Mrs. Santiago lodged a complaint with the National Bureau of Investigation (NBI) against the petitioners, for their alleged neglect of professional duty which caused her sonto suffer serious physical injuries. Upon investigation, the NBI found that her son was hit by a taxicab and was rushed to the hospital for an emergency medical treatment. An x-ray of the victim’s ankle was ordered and showed no fracture. Mrs. Santiago was informed that since it was only the ankle that was hit, there was no need to examine the upper leg; . However, eleven (11) days later, Roy Jr. developed fever, swelling of the right leg and misalignment of the right foot, thus Mrs. Santiago brought him back to the hospital and that the X-ray revealed a right mid-tibial fracture and a linear hairline fracture in the shaft of the bone.
The NBI indorsed the matter to the Office of the City Prosecutor of Manila for preliminary investigation. Probable cause was found and a criminal case for reckless imprudence resulting to serious physical injuries, was filed against the doctors before the RTC.
The RTC found the petitioners guilty beyond reasonable doubt of the crime of Simple Imprudence Resulting to Serious Physical Injuries.Dissatisfied, the petitioners appealed to the CA in which the letter affirmed the RTC decision in toto. In deciding, the appellate court consider the applicability of the doctrine of res ipsa loquitur. Res ipsa loquitur is a Latin phrase which literally means “the thing or the transaction speaks for itself.In order to have the benefit of the rule, a plaintiff, in addition to proving injury or damage, must show a situation where it is applicable and must establish that the essential elements of the doctrine were present in a particular incident.
The appellate Court further held that “res ipsa loquitur” is not a rigid or ordinary doctrine to be perfunctorily used but a rule to be cautiously applied, depending upon the circumstances of each case. It is generally restricted to situations in malpractice cases where a layman is able to say, as a matter of common knowledge and observation, that the consequences of professional care were not as such as would ordinarily have followed if due care had been exercised. A distinction must be made between the failure to secure results and the occurrence of something more unusual and not ordinarily found if the service or treatment rendered followed the usual procedure of those skilled in that particular practice. The latter circumstance is the primordial issue that confronted the appellate Court and and find the application of the doctrine of res ipsa loquitur to be in order.
The petitioners filed a motion for reconsideration, but it was denied by the CA. Hence, this petition.
Whether or not the doctrine of res ipsa loquitur is applicable in this case.
No.

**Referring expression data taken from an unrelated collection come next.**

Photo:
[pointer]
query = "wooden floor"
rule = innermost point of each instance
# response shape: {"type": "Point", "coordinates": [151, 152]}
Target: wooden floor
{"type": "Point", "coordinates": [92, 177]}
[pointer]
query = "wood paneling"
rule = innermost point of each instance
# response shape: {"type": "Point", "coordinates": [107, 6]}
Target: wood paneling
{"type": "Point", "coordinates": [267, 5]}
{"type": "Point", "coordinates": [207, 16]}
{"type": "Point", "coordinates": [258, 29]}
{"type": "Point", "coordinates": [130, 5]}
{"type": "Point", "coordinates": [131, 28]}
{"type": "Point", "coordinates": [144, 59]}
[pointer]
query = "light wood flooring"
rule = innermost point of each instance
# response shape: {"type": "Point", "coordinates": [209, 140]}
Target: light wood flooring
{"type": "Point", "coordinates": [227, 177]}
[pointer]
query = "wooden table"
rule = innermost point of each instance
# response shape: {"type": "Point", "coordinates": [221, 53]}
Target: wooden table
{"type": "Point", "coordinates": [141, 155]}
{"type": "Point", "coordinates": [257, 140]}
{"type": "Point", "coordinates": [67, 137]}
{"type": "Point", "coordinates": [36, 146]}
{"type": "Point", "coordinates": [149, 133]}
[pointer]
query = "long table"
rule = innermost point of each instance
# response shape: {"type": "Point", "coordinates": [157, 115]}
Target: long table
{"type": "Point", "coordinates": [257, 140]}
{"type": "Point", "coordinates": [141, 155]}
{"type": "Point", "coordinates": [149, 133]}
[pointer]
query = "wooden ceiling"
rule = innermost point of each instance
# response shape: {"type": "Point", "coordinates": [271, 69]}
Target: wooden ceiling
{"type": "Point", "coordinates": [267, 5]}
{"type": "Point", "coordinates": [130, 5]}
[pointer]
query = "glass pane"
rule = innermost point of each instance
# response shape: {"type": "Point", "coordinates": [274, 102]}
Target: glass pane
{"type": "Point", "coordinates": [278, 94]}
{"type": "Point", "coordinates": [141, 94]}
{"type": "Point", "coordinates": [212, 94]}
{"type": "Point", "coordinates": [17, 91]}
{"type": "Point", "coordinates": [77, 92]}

The doctrine of res ipsa loquitur means “Where the thing which causes injury is shown to be under the management of the defendant, and the accident is such as in the ordinary course of things does not happen if those who have the management use proper care, it affords reasonable evidence, in the absence of an explanation by the defendant, that the accident arose from want of care.”
The requisites for the application of the doctrine of res ipsa loquitur are:
1. the accident was of a kind which does not ordinarily occur unless someone is negligent;
2. the instrumentality or agency which caused the injury was under the exclusive control of the person in charge; and
3. the injury suffered must not have been due to any voluntary action or contribution of the person injured.
In this case, the circumstances that caused patien’s injury and the series of tests that were supposed to be undergone by him to determine the extent of the injury suffered were not under the exclusive control of the petitioners. It was established that they are mere residents of the hospital at that time who attended to the victim at the emergency room. While it may be true that the circumstances pointed out by the courts below seem doubtless to constitute reckless imprudence on the part of the petitioners, this conclusion is still best achieved, not through the scholarly assumptions of a layman like the patient’s mother, but by the unquestionable knowledge of expert witness/es.
Further, the Court held that Res ipsa loquitur is a rule of evidence whereby negligence of the alleged wrongdoer may be inferred from the mere fact that the accident happened provided the character of the accident and circumstances attending it lead reasonably to belief that in the absence of negligence it would not have occurred and that thing which caused injury is shown to have been under the management and control of the alleged wrongdoer. Under this doctrine, the happening of an injury permits an inference of negligence where plaintiff produces substantial evidence that the injury was caused by an agency or instrumentality under the exclusive control and management of defendant, and that the occurrence was such that in the ordinary course of things would not happen if reasonable care had been used and that as a rule of evidence the doctrine is unusual to the law of negligence which recognizes that prima facie negligence may be established without direct proof and furnishes a substitute for specific proof of negligence. The doctrine, however, is not a rule of substantive law, but merely a mode of proof or a mere procedural convenience. The rule, when applicable to the facts and circumstances of a given case, is not meant to and does not dispense with the requirement of proof of culpable negligence on the party charged. It merely determines and regulates what shall be prima facie evidence thereof and helps the plaintiff in proving a breach of the duty. The doctrine can be invoked when and only when, under the circumstances involved, direct evidence is absent and not readily available.